I'm a health software engineer that's been working with AI for the last 6 years. So, I'm the last person who should be sharing this with you. Okay, so let me show you how I converted the research paper into a checklist that can be used to fairly grade the AI. So I wrote this research paper. It was published in a peer-reviewed journal in 2020.

The point of the paper was to look at neuroinflammation in stroke and Alzheimer's. It's kind of complicated, so I distilled it down to the important facts. Please bear with me here. One is that the paper studied rats. Two is that the rats were only male. Three is that the rats had a very specific type of stroke and we call that a stroke model.

Four is that we also used a rat model of Alzheimer's disease. It was genetically bred to have the Alzheimer's. Five is that the method used to look at inflammation was very specific. It's called TSBO imaging. The TSBO PAT translocator protein positron admission tomography. It's a very specific type of imaging.

Six is as part of the results, TSBO only detected inflammation near the site of the stroke. Seven is that the effect that it detected was a doubling in the uptake ratio of the signal of TSBO near the sight of the stroke. Eight is that it completely missed a different type of inflammation marked by a class of proteins called MHC2.

But yeah, what does that mean? um AI needs to automatically elaborate correctly on the interpretation of those results, the uptake ratio and MHC2 and 10 is that if you're a person that's concerned about stroke or Alzheimer's and you're trying to read research, AI should tell you that a TSPO scan is rare so as to imply that it's unlikely that you got one. So those are all the facts that you need AI to tell you.

So I've used them as a checklist for grading the AI. By focusing on the important facts, we're able to evaluate the AI's ability to clearly communicate that research.

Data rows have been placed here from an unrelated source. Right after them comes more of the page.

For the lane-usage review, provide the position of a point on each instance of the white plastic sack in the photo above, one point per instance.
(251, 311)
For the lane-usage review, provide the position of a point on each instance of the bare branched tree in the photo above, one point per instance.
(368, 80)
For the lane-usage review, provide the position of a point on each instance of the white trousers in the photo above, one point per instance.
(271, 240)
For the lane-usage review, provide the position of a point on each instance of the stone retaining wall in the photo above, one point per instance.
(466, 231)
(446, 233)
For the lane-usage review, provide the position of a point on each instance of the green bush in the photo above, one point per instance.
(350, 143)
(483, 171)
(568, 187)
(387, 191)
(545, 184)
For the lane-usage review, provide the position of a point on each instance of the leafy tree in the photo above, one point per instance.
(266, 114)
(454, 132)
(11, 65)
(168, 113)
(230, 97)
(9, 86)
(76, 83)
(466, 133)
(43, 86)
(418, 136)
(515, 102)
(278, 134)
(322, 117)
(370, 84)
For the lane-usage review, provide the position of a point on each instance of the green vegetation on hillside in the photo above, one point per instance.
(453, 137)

And because we're interested in AI's ability to communicate this research to a concerned person, Abby uses this message or prompt on a brand new account.

So, the prompt starts by asking for help understanding to signal a lack of research background. It then gives a direct link to the article where it can be read by AI or anybody else for free. I also tried to squeeze some concern to this prompt message so that the AI gets an idea that this is a, you know, a person that's actually worried about this.

By including all these three important hints, the AI should know to explain this article to a nonressearcher that's concerned about stroke or Alzheimer's. All right, now we know enough to get into the results. So, the first AI that I want to evaluate was the most popular one. Um, you might have heard of Chad GBT.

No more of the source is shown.